The new EU “fiscal compact” an intimidation for all people

The Treaty on Stability, Coordination and Governance in the Economic and Monetary Union entered into force yesterday.

The Treaty on Stability, Coordination and Governance in the Economic and Monetary Union entered into force yesterday.

All the major media of the world announced that as from yesterday 1 January 2013 the European Union has a new Treaty on Stability Coordination and Governance, known as “the fiscal compact”, which aims at imposing fiscal discipline in the Eurozone area, plus any other EU country wishing to join.Theoretically, the ultimate goal of the new Treaty is that the euro area avoids in the future a sovereign debt crisis, like the one it faces now. The main enforcing mechanism of fiscal discipline is that national government budgets will be first approved by the Brussels authorities and then introduced in the seventeen Parliaments to be voted.

The Eurozone however was built in the 1990s and functioned after the year 2000 on the almost forgotten today Stability and Growth Pact (SGP), which was a rule-based framework for the coordination of national fiscal policies in the Economic and Monetary Union (EMU), establishing the Eurozone. It was conceived to safeguard sound public finances, an important requirement for EMU to function properly.

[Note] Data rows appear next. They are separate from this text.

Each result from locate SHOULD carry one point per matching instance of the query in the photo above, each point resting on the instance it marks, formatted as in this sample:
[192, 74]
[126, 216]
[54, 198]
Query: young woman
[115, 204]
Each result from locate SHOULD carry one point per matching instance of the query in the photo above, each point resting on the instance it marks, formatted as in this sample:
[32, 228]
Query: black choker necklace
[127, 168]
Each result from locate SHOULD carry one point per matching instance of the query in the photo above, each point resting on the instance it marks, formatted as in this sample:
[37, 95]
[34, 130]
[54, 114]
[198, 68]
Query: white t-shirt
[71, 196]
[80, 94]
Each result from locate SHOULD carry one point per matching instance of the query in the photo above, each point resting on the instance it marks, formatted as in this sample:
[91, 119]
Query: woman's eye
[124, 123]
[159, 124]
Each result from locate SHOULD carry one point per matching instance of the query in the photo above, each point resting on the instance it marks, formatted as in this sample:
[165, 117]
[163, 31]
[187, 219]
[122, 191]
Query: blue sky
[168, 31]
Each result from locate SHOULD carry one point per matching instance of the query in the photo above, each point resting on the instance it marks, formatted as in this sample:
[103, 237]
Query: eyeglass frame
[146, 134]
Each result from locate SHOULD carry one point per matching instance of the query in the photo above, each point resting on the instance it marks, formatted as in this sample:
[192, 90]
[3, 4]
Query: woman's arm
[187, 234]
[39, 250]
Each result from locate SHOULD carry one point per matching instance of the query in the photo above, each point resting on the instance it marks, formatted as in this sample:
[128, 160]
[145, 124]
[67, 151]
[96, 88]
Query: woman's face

The SGP contained preventive and a dissuasive arm as the new Treaty does.

Probably with a bit more relaxed limit for the allowed overall fiscal deficits in national budgets set at 3% of the Gross National Product, in contrast with a ceiling of a structural fiscal deficit of 0.5% of the GDP allowed now by the new “fiscal compact”.

What changes with the “compact”?

If one compares though the two upper limits of acceptable public deficits, an overall 3% of GDP in the initial Treaty and a structural 0.5% in the new one, in reality the two do not differ much, in times of recession like now. It depends on what is termed as deficit, because changing the rules you can change and the deficit!. Then what is going on? Do the leaders of the European Union try to fool us all?

Actually the answer to this question is undoubtedly yes, and it’s not difficult to support this argument, if we only recall that it was Angela Merkel’s Germany and Nicola Sarkozy’s France the first two countries to break the rule of 3% fiscal deficit limit.

We should not forget

A huge literature, economic and otherwise was developed towards the mid of the first decade of the physical introduction of the new euro money, against the 3% fiscal deficit limit foreseen by GSP, on the grounds that it was a “straight jacket” or a “fool’s bond”. A large number of economists and politicians were arguing that this limit is catastrophic for growth and so on. At that time everybody was favouring more spending and more borrowing.
The result was that many Eurozone countries and first of all Greece, either openly or by hiding their real deficits, continued to over-borrow in order to finance their overspending. Of course it was Berlin and Paris that had allowed this to happen, profiting from the southerners’ spending. Borrowing was then considered as a “natural” thing for everybody, governments and citizens alike. Then come crisis.

The new Treaty

Coming back to today’s developments, the amendment to the excessive deficit procedure under the new Treaty foresees that the decision-making to punish the culpable country will be more automatic than it was in the past: the euro area member states agree to support the Commission’s recommendations and proposals for Council acts (except where a qualified majority of them are opposed).

In addition, a member state which is subject to an excessive deficit procedure will have to put in place a “budgetary and economic partnership programme”.
The programme will include a detailed description of the structural reforms which the member state will have to implement in order to ensure an effective and durable correction of its deficit.

On top of that the new Treaty also says: “Such programmes will be submitted to the Council and to the Commission for endorsement. Their implementation will be monitored according to the rules of the Stability and Growth Pact”.  What if the culpable country is Germany of France? Will Berlin or Paris accept to be “monitored”? Or they will decide to form a qualified majority to avoid that?

It is more than certain that at the end of the day it will be again a political game, with the usual distortions and extortions. In short as long as the tough fiscal measures and the draconian spending cuts have been imposed on Greece, Portugal and Ireland either the new or the initial Treaty would have done the job, if Germany and France wanted so. The problem is what will happen if the excessive deficit procedure has to be applied to big ones? Will Paris agree to this? Rather no, and probably with the backing of Berlin, because the two of them make or break the rules together.

In short the new Treaty is just an additional intimidation for the three Eurozone countries already under Memorandum, plus Italy and Spain. It seems that in this affair the old and new threats are meant to be used by the major news media and the oppressive mechanisms in every country, to break the willingness of all Peoples to resist the Franco-German ruling elites’ dictums.